During the past two years alone, New Belgium has invested $30 million in added fermentation capacity, bright tanks and other equipment.
“Those types of equipment purchases make a big difference,” Jordan said.
Brewing beer on a 100-barrel system, after all, doesn’t take many more people than on a 20-barrel system. But the amount of beer produced climbs exponentially. Instead of brewers, the types of employees New Belgium adds these days include sales analysts, chemists, hops buyers, social media specialists, sales trainers and someone who sources malt as the brewery is increasingly able to specialize employees’ job functions.
Those types of positions don’t financially make sense for smaller breweries to add.
Noting the rapid growth of the craft beer industry, some new breweries have made the large upfront investment to start with bigger equipment, anticipating that the demand will be present for them to ramp up production quickly. Sanitas Brewing in Boulder opened last year with a 15-barrel system, while 4 Noses Brewing in Broomfield started this spring with a 20-barrel system.
Not everyone, however, is focused on exponential growth. Boulder’s Twisted Pine Brewing is one of the oldest craft breweries in a town full of them. Yet the award-winning brewery, now in its 20th year, brewed just 4,500 barrels last year and is planning to brew only about 5,000 this year.

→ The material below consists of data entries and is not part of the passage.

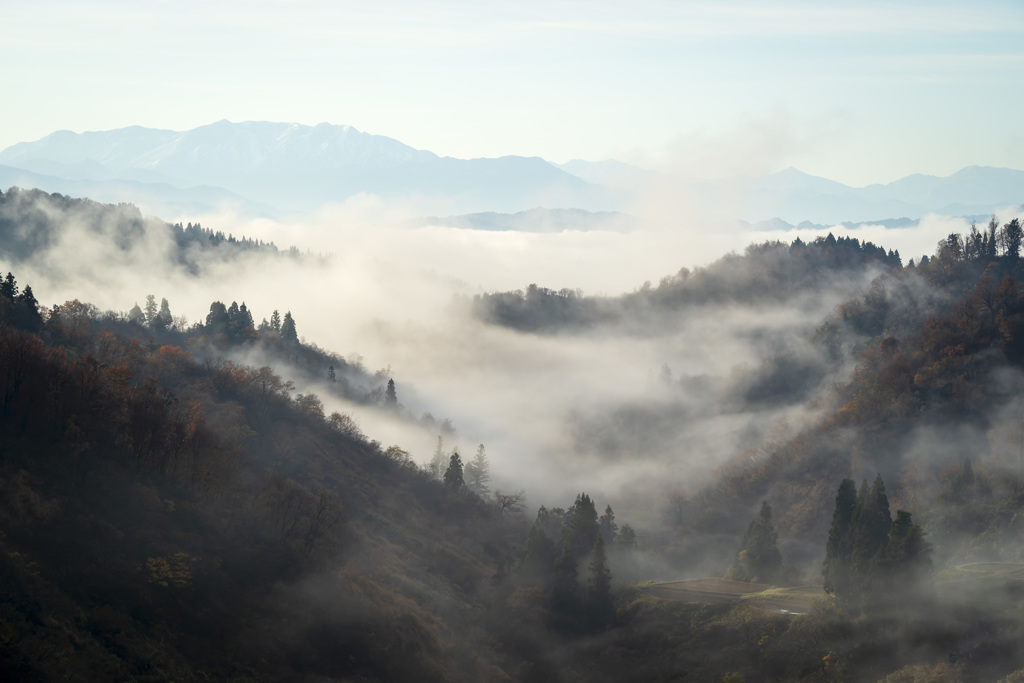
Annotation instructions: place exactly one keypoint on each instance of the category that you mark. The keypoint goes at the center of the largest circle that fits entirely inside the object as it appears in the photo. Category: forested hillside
(171, 511)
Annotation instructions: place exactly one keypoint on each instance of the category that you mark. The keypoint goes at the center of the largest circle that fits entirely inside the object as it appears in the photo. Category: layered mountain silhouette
(297, 167)
(262, 168)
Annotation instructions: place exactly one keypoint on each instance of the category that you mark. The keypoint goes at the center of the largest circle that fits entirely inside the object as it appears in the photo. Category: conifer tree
(478, 474)
(8, 288)
(151, 309)
(1014, 236)
(163, 319)
(839, 551)
(627, 538)
(607, 525)
(581, 528)
(28, 316)
(288, 332)
(390, 396)
(758, 557)
(436, 465)
(600, 608)
(453, 475)
(566, 603)
(217, 321)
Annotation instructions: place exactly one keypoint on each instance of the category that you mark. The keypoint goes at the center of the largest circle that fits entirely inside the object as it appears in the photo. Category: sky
(857, 92)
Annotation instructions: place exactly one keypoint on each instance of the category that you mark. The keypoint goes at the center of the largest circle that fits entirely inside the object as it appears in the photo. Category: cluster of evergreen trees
(18, 308)
(759, 559)
(988, 244)
(869, 557)
(553, 566)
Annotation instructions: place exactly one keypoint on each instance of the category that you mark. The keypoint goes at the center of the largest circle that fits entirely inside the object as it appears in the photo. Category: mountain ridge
(296, 167)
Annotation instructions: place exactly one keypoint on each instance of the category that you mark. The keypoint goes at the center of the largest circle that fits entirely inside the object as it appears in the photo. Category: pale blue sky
(859, 92)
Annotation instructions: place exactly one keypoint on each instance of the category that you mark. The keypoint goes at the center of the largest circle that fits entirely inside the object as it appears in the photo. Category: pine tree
(871, 523)
(151, 309)
(758, 558)
(8, 288)
(136, 315)
(436, 465)
(1014, 235)
(600, 608)
(453, 475)
(288, 332)
(581, 528)
(27, 316)
(478, 473)
(216, 321)
(627, 538)
(245, 318)
(163, 319)
(839, 551)
(390, 396)
(607, 525)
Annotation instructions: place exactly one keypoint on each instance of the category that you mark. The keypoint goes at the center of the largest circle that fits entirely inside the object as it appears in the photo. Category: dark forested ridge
(169, 514)
(772, 272)
(32, 221)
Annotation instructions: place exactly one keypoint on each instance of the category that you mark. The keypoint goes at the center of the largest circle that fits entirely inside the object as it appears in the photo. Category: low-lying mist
(558, 414)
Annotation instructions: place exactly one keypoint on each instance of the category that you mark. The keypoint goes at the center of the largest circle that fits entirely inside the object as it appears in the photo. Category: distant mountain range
(298, 168)
(269, 169)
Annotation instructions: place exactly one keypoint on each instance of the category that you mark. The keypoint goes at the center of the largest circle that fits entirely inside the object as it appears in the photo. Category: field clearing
(796, 600)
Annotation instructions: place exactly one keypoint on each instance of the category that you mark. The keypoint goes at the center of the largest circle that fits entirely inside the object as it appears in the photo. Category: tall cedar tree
(607, 525)
(839, 551)
(478, 474)
(759, 558)
(453, 475)
(581, 528)
(600, 608)
(288, 332)
(151, 309)
(390, 396)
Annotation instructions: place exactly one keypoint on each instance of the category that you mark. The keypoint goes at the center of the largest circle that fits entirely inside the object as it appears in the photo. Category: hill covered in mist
(225, 499)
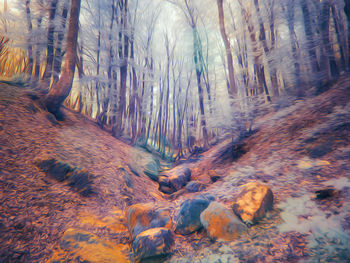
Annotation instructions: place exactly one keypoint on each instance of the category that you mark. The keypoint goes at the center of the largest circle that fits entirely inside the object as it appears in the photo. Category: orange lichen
(115, 223)
(252, 201)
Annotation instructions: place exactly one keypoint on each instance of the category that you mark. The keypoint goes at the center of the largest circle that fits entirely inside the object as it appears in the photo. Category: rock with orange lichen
(153, 242)
(82, 246)
(253, 201)
(174, 180)
(188, 218)
(145, 216)
(220, 222)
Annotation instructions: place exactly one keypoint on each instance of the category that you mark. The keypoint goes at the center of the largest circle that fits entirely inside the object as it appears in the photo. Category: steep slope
(296, 151)
(36, 209)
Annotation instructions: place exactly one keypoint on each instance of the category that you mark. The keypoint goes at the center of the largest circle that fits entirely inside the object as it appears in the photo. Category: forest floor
(296, 150)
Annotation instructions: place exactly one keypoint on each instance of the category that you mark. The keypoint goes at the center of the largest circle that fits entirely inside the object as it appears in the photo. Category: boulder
(253, 201)
(81, 246)
(174, 180)
(153, 242)
(194, 186)
(220, 222)
(188, 218)
(141, 217)
(152, 169)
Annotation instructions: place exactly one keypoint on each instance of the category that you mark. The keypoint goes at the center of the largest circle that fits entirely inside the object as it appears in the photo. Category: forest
(175, 94)
(179, 74)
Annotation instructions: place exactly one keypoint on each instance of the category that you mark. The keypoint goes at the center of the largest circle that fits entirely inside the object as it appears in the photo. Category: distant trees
(60, 91)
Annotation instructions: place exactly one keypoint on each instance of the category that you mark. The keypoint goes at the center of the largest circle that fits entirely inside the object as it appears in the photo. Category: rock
(214, 176)
(188, 218)
(141, 217)
(321, 150)
(152, 169)
(175, 180)
(153, 242)
(80, 180)
(195, 186)
(81, 246)
(253, 201)
(220, 222)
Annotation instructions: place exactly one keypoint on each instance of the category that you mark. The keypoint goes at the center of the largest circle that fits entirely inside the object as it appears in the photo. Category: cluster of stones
(151, 228)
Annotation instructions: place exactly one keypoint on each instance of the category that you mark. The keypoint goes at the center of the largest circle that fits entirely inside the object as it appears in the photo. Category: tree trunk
(329, 64)
(117, 128)
(29, 40)
(50, 46)
(60, 91)
(57, 63)
(347, 12)
(37, 53)
(197, 49)
(310, 37)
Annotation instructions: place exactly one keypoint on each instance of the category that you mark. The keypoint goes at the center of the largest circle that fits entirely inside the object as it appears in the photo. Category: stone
(141, 217)
(325, 193)
(153, 242)
(194, 186)
(81, 246)
(175, 180)
(252, 202)
(220, 222)
(188, 218)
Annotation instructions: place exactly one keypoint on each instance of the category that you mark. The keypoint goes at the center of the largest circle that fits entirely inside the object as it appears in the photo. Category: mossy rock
(142, 217)
(153, 242)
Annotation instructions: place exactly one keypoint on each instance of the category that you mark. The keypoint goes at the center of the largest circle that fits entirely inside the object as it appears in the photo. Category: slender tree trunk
(60, 91)
(262, 39)
(37, 53)
(290, 9)
(29, 40)
(339, 30)
(347, 12)
(310, 37)
(132, 97)
(117, 128)
(199, 70)
(232, 87)
(57, 63)
(329, 64)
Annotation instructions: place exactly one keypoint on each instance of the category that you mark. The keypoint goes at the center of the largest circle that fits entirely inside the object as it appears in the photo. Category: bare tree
(60, 91)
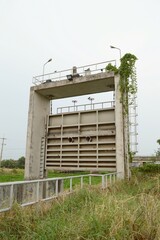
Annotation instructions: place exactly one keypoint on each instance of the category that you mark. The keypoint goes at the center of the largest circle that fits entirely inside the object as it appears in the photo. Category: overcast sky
(76, 32)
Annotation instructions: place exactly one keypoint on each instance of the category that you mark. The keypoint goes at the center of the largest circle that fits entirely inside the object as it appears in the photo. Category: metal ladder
(42, 157)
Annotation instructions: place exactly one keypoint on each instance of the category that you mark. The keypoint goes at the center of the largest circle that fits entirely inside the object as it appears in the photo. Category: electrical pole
(2, 145)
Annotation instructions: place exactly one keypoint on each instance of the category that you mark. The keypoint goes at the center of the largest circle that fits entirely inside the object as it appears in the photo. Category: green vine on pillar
(128, 78)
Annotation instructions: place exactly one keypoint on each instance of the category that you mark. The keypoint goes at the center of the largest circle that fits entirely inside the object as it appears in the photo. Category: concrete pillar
(120, 149)
(39, 107)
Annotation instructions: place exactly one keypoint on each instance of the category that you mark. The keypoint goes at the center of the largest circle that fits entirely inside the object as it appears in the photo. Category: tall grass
(127, 210)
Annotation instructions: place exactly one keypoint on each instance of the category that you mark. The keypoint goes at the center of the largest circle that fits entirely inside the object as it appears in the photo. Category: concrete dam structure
(78, 139)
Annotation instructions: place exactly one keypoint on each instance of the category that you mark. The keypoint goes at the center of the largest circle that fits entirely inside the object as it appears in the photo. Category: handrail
(85, 107)
(82, 71)
(20, 191)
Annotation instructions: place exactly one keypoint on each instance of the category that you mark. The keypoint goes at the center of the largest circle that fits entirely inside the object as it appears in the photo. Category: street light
(74, 102)
(91, 99)
(118, 49)
(44, 66)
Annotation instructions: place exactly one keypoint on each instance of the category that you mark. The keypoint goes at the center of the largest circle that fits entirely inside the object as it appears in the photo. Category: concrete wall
(39, 107)
(83, 140)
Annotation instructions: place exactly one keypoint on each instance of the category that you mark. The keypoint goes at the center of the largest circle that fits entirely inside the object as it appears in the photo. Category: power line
(2, 145)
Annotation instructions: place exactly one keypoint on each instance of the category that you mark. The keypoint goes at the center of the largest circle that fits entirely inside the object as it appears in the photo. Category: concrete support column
(39, 108)
(120, 148)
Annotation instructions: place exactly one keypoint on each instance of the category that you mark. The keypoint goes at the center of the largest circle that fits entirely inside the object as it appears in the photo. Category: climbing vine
(127, 85)
(128, 79)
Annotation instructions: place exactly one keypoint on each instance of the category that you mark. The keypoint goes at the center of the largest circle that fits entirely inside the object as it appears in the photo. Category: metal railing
(81, 71)
(30, 192)
(85, 107)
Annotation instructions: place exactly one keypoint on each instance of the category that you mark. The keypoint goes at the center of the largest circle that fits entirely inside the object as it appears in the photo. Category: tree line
(10, 163)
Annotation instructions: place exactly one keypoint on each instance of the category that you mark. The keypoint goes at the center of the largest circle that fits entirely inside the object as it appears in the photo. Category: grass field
(9, 175)
(127, 210)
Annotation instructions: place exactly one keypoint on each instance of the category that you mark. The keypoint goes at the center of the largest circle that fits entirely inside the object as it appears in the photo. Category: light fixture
(69, 77)
(117, 49)
(45, 64)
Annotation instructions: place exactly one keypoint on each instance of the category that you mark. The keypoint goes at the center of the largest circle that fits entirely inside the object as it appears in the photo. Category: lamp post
(74, 102)
(91, 99)
(117, 49)
(45, 64)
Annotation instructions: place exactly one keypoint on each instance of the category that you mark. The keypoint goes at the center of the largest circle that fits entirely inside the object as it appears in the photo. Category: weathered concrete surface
(39, 107)
(95, 83)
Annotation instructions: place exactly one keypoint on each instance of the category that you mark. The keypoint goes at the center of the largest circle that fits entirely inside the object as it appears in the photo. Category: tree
(158, 151)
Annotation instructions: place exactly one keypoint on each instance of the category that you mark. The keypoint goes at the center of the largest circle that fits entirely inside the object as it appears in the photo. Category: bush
(10, 163)
(150, 168)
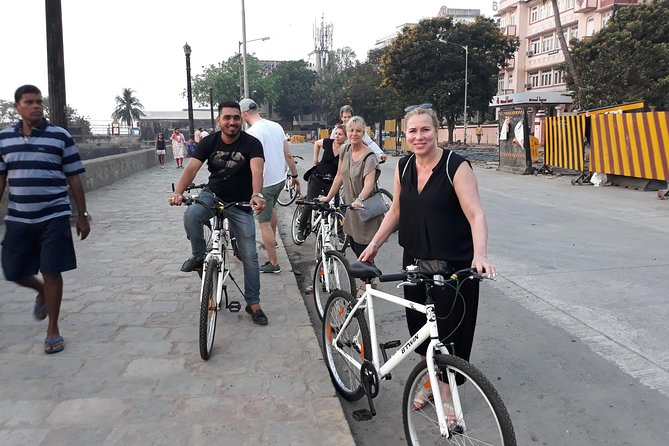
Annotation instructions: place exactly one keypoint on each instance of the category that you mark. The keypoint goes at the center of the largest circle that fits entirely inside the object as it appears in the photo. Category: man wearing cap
(277, 155)
(235, 162)
(345, 113)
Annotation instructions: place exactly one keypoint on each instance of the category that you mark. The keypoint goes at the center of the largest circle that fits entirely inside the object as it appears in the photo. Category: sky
(138, 44)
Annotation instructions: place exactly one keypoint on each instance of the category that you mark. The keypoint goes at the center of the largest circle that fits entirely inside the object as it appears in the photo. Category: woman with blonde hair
(438, 210)
(358, 171)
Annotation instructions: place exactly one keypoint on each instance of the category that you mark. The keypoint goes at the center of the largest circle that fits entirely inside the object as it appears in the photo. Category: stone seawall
(108, 169)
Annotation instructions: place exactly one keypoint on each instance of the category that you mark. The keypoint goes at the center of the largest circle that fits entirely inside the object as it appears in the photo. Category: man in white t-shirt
(277, 154)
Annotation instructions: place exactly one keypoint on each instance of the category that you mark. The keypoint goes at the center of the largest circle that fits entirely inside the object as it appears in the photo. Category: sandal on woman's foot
(422, 397)
(54, 345)
(39, 310)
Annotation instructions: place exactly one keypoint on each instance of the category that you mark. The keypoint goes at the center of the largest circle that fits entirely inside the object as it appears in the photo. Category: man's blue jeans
(242, 225)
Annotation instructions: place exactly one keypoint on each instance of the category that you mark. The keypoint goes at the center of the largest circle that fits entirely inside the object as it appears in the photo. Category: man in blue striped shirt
(37, 163)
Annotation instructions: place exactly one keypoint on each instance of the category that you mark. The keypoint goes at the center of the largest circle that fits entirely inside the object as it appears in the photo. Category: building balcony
(585, 5)
(604, 4)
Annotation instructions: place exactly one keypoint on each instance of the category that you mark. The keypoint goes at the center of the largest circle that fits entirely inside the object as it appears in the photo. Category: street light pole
(191, 127)
(246, 79)
(466, 48)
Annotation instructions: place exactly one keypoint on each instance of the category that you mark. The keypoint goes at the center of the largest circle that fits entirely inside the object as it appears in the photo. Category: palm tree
(128, 108)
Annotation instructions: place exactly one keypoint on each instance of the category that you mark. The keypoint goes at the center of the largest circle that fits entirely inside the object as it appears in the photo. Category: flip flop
(54, 345)
(39, 310)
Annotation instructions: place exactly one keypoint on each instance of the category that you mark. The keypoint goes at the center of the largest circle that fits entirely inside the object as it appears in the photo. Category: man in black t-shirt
(235, 163)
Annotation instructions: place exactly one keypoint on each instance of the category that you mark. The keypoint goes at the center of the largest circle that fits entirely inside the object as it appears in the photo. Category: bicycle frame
(428, 331)
(220, 239)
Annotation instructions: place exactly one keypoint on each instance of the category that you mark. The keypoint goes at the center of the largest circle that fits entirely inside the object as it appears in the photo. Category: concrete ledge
(106, 170)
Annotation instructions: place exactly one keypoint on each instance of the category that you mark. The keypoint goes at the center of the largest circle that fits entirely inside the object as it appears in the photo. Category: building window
(606, 17)
(534, 14)
(573, 33)
(546, 78)
(590, 26)
(547, 43)
(535, 46)
(533, 79)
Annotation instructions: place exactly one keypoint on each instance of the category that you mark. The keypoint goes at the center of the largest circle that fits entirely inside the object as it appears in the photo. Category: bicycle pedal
(234, 306)
(362, 415)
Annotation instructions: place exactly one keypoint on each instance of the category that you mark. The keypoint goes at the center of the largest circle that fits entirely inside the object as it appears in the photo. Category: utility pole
(55, 63)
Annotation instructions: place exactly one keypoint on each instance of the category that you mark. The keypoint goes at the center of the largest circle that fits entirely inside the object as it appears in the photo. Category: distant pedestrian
(277, 155)
(178, 147)
(38, 161)
(161, 149)
(191, 147)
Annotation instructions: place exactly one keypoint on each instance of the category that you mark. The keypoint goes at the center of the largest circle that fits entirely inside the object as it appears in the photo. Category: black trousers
(315, 188)
(456, 314)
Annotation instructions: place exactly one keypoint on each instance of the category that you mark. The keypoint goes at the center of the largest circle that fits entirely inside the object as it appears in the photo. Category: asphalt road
(574, 332)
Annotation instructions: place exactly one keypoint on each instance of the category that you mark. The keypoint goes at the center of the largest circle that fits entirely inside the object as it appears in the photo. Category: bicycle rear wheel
(288, 194)
(354, 341)
(208, 308)
(484, 418)
(331, 275)
(295, 224)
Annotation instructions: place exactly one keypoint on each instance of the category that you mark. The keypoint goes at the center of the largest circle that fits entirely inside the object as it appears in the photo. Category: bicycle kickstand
(370, 382)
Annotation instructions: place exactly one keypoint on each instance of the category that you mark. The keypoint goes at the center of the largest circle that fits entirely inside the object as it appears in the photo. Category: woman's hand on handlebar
(484, 267)
(175, 199)
(369, 253)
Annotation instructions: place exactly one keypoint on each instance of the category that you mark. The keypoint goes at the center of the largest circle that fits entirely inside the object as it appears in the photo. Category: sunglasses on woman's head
(424, 106)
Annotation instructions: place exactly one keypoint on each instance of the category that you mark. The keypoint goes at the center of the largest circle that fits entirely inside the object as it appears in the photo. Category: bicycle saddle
(364, 270)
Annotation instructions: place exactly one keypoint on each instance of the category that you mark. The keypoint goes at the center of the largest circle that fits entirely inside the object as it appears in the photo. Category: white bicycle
(215, 271)
(332, 267)
(471, 413)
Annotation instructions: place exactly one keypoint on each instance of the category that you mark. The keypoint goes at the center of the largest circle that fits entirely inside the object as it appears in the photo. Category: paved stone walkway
(131, 372)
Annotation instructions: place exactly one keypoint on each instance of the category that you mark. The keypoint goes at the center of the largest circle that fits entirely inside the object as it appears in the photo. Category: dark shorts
(30, 248)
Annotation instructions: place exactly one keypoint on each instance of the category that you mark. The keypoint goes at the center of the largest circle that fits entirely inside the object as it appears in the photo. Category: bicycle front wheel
(208, 308)
(288, 194)
(295, 224)
(483, 418)
(331, 275)
(344, 366)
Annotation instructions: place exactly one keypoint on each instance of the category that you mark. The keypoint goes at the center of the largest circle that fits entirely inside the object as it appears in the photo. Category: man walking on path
(345, 113)
(277, 154)
(37, 162)
(235, 161)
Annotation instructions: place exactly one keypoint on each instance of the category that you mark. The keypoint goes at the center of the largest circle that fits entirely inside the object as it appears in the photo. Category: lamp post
(246, 79)
(191, 127)
(466, 48)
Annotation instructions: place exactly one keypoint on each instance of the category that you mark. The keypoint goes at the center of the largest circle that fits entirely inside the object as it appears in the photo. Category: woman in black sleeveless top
(323, 172)
(441, 218)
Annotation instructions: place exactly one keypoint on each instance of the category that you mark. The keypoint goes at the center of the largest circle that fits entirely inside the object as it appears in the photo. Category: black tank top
(329, 162)
(432, 223)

“We have made a conscious business decision to stay relatively small,” Twisted Pine owner Bob Baile said. “For one, we really like the craft aspect of the brewing industry.”
Twisted Pine has been around long enough that the brewery has been able to add certain people and equipment – such as its own bottling line in 2002 – that have added plenty of efficiency to its operations over time.
The main thing his brewery hasn’t done, Baile said, is add larger brewing equipment. Twisted Pine still brews on the same 15-barrel system it’s had since 1997. While Twisted Pine does distribute its beers to 12 states, the brewery’s primary focus is supplying its ale house. Twisted Pine employs 25 people, although about 10 of those are devoted primarily to the brewery’s onsite restaurant.
Baile said part of the allure of remaining small – despite forgoing some of the economies of scale that would come with more growth – is the ability to experiment and try new beers. Twisted Pine, he said, prides itself on coming up with 120 to 150 different concoctions each year, something he worries wouldn’t be possible if the focus were on churning out huge batches of three or four mainstays for widespread distribution.
“We like to say we put the craft in craft brewing,” Baile said.